Qui maledicit patri suo et matri, extinguetur lucerna ejus in mediis tenebris:
21 Een bezit, te spoedig verkregen, Brengt tenslotte geen zegen.
hæreditas ad quam festinatur in principio, in novissimo benedictione carebit.
22 Zeg niet: Ik zal u het kwaad vergelden! Vertrouw op Jahweh; Hij zal u helpen.
Ne dicas: Reddam malum: exspecta Dominum, et liberabit te.
23 Tweeërlei gewicht is een gruwel voor Jahweh, Een valse weegschaal is kwaad.
Abominatio est apud Dominum pondus et pondus; statera dolosa non est bona.
24 Door Jahweh zijn de schreden der mensen bepaald; Hoe zou ook de mens zijn weg kunnen zien?
A Domino diriguntur gressus viri: quis autem hominum intelligere potest viam suam?

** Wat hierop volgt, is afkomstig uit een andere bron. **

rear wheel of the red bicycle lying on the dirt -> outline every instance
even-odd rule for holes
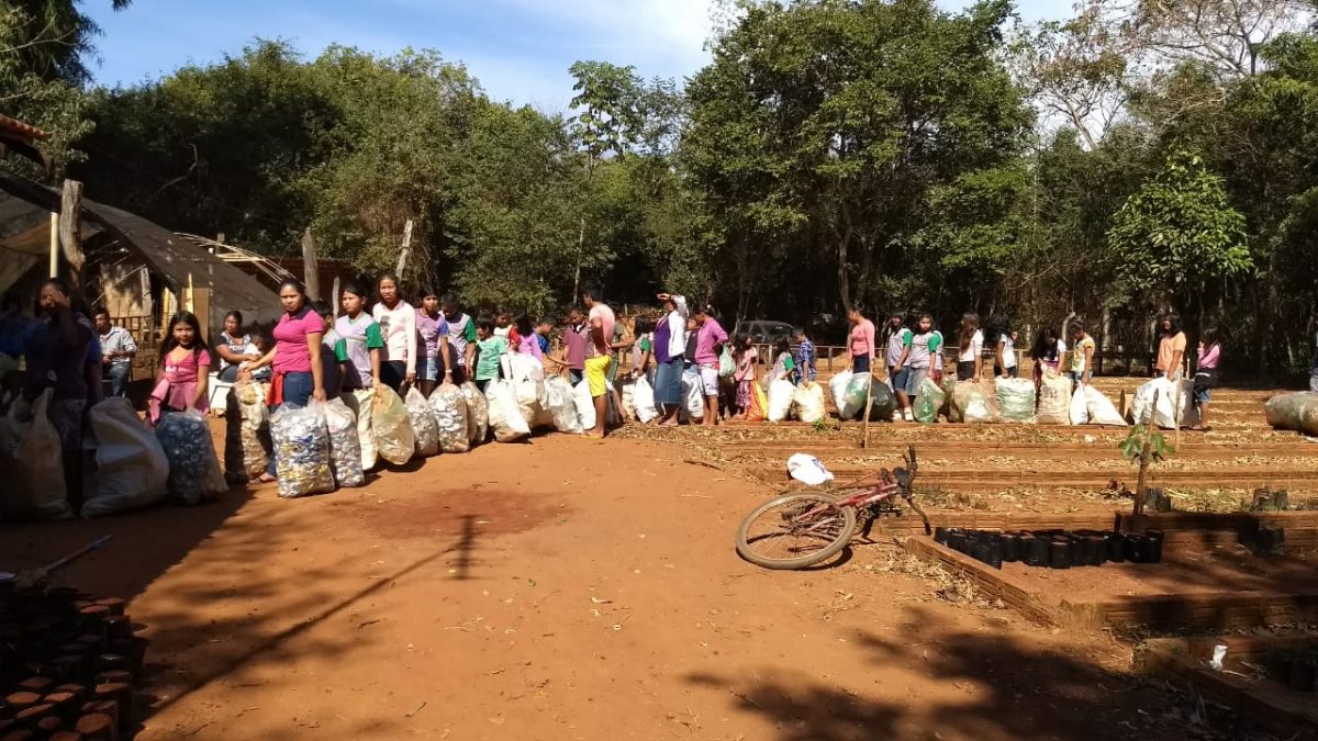
[[[737,527],[737,552],[764,568],[807,568],[833,558],[855,534],[855,508],[821,493],[770,500]]]

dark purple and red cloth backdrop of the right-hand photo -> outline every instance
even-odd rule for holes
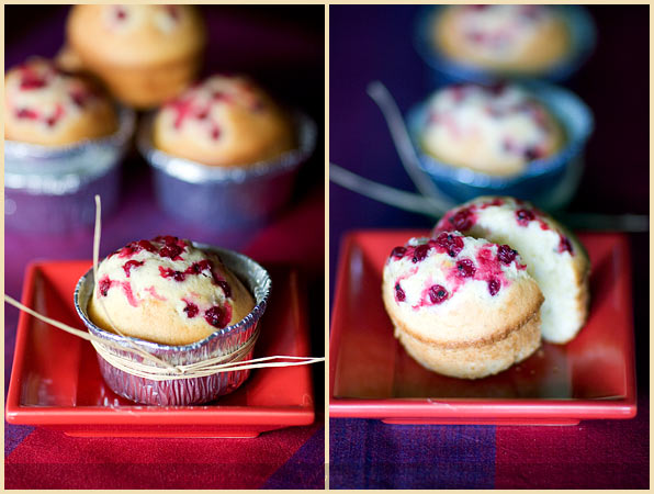
[[[329,159],[382,183],[414,190],[381,111],[365,87],[381,80],[407,111],[432,89],[413,46],[415,5],[329,9]],[[597,49],[566,82],[593,110],[596,128],[572,211],[647,214],[649,8],[589,11]],[[429,228],[430,220],[329,188],[331,300],[343,233],[365,227]],[[630,235],[639,414],[576,427],[390,426],[330,420],[334,489],[649,486],[649,235]]]

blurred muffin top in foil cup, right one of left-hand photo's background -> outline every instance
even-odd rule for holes
[[[159,149],[219,167],[247,167],[294,146],[291,120],[243,76],[217,75],[189,88],[155,116]]]

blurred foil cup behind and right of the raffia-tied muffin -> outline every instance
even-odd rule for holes
[[[170,216],[213,231],[261,226],[287,202],[297,169],[316,147],[316,124],[294,112],[297,148],[270,161],[244,167],[212,167],[169,155],[153,145],[149,114],[137,145],[154,170],[159,206]]]

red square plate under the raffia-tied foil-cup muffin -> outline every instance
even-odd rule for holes
[[[26,270],[23,304],[84,329],[72,292],[90,261],[38,262]],[[307,356],[305,301],[297,276],[270,270],[273,283],[256,357]],[[308,366],[252,371],[234,393],[200,406],[136,405],[104,383],[93,347],[21,313],[7,397],[11,424],[48,426],[70,436],[256,437],[308,425],[314,396]]]

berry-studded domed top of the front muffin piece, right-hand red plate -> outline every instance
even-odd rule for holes
[[[516,250],[458,232],[394,248],[383,278],[386,307],[403,329],[446,345],[512,330],[542,303]]]

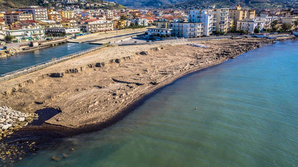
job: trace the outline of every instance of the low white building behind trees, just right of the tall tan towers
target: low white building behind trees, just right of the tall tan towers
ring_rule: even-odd
[[[253,33],[255,28],[259,28],[260,32],[263,32],[264,21],[256,19],[237,21],[237,30],[246,30],[249,33]]]

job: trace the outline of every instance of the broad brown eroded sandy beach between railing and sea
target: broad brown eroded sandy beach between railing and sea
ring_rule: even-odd
[[[111,46],[1,82],[0,102],[24,113],[61,110],[46,121],[51,125],[105,124],[130,104],[183,75],[274,41],[243,38]]]

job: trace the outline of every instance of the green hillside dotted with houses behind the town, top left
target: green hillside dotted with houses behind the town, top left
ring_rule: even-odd
[[[56,2],[61,2],[60,0],[56,1],[51,1],[50,3],[43,3],[43,0],[0,0],[0,11],[13,11],[16,10],[20,7],[27,7],[27,6],[43,6],[43,7],[48,7],[48,6],[54,6],[56,8],[59,8],[56,6]],[[87,0],[86,2],[88,3],[102,3],[105,1],[102,0]],[[80,5],[80,8],[84,9],[84,6],[82,6],[79,3],[73,3],[73,4],[64,4],[64,6],[69,6],[69,5]],[[96,7],[90,7],[90,8],[96,8]],[[109,4],[106,6],[101,7],[102,9],[118,9],[118,8],[124,8],[124,6],[121,6],[119,4]],[[86,8],[88,9],[88,8]]]

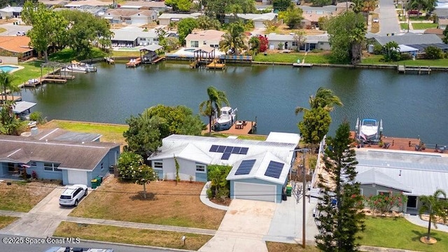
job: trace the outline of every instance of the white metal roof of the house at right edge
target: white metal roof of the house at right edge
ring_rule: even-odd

25 In de val loopt hij, die ijlings "Heilig" roept En eerst ná zijn geloften overlegt.
Ruina est homini devorare sanctos, et post vota retractare.]
26 Een wijs koning zift de bozen uit, En laat het rad over hen heengaan.
[Dissipat impios rex sapiens, et incurvat super eos fornicem.
27 Jahweh slaat de geest der mensen gade En doorzoekt alle schuilhoeken der ziel.
Lucerna Domini spiraculum hominis, quæ investigat omnia secreta ventris.
28 Liefde en trouw beschermen den koning, Op rechtvaardigheid stut hij zijn troon.
Misericordia et veritas custodiunt regem, et roboratur clementia thronus ejus.
29 Het sieraad der jongemannen is hun kracht, Grijze haren zijn de pronk van de ouderdom.
Exsultatio juvenum fortitudo eorum, et dignitas senum canities.
30 Bloedige striemen polijsten het hart, Slagen de schuilhoeken der ziel.
Livor vulneris absterget mala, et plagæ in secretioribus ventris.]